4. Demonstration–Learning by observing and analyzing an expert performance.

5. Formal Debate–Learning by putting forward arguments from both sides of an issue, concern or question.

6. Group Discussion–Learning by verbal interaction with other learners.

7. In-class Writing–Learning by impromptu written reflection on a concept just presented in class.

8. Impromptu or Prepared Presentation–Learning by giving or listening to student presentations on a variety of topics.

9. Laboratory Method–learning from experimentation using social or science research models as well as action research and experience.

10. Lecture–Learning by listening to experts.
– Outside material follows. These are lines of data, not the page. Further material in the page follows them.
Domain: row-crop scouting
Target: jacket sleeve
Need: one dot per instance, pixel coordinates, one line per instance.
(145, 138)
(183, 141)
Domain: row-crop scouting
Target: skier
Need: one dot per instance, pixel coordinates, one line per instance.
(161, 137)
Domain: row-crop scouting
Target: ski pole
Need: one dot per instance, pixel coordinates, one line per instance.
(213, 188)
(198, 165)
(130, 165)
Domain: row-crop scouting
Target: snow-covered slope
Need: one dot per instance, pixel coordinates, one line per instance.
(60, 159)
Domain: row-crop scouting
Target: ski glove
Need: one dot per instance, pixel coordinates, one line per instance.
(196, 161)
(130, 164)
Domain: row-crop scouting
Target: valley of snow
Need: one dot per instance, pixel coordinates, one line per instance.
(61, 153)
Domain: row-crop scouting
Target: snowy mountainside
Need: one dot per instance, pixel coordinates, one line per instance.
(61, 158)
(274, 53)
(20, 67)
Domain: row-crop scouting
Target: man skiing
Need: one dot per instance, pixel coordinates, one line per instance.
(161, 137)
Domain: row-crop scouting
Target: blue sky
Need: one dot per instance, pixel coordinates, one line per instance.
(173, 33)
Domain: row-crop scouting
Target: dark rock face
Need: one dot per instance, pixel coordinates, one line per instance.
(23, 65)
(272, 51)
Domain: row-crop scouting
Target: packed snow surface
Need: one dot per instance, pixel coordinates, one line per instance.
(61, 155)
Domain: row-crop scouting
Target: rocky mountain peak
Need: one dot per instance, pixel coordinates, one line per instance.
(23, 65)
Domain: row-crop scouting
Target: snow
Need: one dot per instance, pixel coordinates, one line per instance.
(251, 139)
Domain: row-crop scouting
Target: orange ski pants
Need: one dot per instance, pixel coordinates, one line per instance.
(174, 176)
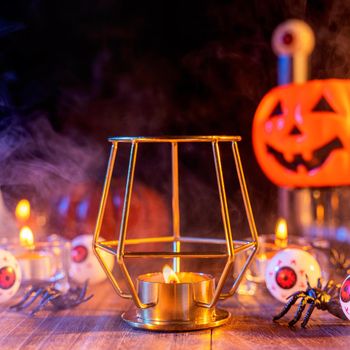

Most common method of learning in education and one of the least effective as measured by enduring effect.

11. Poetry–Learning by reading or creating a variety of poem and prose forms.

12. Projects–Learning by completing individual or group projects, in or out of class.

13. Question/Answer–Learning from question-answer sessions with instructors or other learners.

14. Reading–Learning by reading books, pamphlets, magazines and other printed material.

15. Storytelling–Learning by listening to, telling or talking about stories or narratives.

16. Writing–Learning by writing down experiences of self and others including creative writing, journalism, documenting historical facts, etc.

Reference:

Gardner, H. (1983). Frames of Mind. New York: Basic Books Inc.